Thames never had the slightest intention of putting Malone in front of informed critics of the Economic Development program, like Folse or Economics Professor Trellis Green. He was just buying time until the IHL Board approved moving the program at its October meeting. As soon as the Board had acted, Thames haughtily reneged on his promise:

Dr. Ray Folse raised questions about the quality of the economic development program and the qualifications of some admitted students, citing discussions and comments with others about this topic. He asked that a representative of the program visit the President's Council and answer questions that might be asked by President's Council members. As a result of this request, I discussed this matter with the administrative cabinet and it was unanimously agreed that academic program review is not the mission of the President's Council. Instead, program review, evaluation and assessment are the responsibility of the provost, deans, departments and appropriate academic entities such as the academic and graduate councils.

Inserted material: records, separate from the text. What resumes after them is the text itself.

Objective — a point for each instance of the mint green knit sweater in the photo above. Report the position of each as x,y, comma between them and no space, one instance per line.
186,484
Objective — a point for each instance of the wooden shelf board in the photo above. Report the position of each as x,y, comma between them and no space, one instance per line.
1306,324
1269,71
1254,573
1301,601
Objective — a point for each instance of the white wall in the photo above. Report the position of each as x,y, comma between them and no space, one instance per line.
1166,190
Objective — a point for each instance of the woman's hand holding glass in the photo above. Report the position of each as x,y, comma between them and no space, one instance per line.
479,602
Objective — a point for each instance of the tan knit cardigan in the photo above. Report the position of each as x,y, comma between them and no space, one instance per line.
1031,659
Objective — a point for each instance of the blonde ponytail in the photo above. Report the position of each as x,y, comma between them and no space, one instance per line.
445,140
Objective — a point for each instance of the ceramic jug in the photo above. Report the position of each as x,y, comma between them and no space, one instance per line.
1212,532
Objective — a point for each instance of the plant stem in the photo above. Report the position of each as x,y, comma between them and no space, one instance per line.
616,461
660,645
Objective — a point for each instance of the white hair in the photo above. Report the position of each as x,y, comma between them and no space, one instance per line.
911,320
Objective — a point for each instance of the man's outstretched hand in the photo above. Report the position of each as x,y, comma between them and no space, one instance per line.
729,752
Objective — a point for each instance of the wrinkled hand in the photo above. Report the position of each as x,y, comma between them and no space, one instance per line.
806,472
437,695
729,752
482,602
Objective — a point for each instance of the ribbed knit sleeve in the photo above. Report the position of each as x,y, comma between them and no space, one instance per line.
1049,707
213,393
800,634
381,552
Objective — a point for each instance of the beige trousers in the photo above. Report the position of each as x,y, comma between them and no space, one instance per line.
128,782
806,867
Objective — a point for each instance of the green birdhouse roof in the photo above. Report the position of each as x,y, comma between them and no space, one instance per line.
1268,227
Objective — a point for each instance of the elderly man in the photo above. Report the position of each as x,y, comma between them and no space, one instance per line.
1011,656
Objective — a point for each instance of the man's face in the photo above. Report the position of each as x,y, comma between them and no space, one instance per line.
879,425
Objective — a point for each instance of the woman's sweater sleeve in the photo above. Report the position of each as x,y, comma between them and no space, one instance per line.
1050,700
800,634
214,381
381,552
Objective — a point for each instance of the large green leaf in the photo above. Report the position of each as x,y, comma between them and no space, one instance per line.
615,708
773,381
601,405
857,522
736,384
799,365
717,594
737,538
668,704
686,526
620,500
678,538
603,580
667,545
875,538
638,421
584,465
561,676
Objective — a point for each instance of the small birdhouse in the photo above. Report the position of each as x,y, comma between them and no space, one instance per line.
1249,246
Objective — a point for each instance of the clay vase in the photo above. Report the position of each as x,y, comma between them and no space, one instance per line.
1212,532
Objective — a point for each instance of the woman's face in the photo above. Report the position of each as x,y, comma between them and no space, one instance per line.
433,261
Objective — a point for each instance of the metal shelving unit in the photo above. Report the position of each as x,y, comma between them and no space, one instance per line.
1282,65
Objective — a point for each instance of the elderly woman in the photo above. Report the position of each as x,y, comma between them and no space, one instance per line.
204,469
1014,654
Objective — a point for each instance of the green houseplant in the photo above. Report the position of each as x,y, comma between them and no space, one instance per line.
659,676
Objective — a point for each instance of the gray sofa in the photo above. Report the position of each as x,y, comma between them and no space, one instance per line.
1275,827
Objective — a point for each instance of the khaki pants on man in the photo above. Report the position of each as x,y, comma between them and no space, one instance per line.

Thames' Kitchen Cabinet did what he told it to. In any event, the President's Council has no decision-making authority over anything. Thames just wanted to make sure Ken Malone wouldn't be answering tough questions about the program in front of Kevin Walters, the Hattiesburg American reporter who has been attending the PC meetings regularly.

It suddenly got harder for Thames to get away with his dodges on December 8, when the SACS accreditation crisis hit the newspapers. Over the next week the IHL Board and the public saw Thames tripping over his own lies as he tried to excuse himself from responsibility, while the severity of USM's predicament finally began to sink in. Hardly anyone believes Shelby Thames any more when he blames his administration's failings on others. He is personally responsible for the hype and deceit that have surrounded the Economic Development program during his entire term in office. We can only hope that he will be held fully accountable for these as well.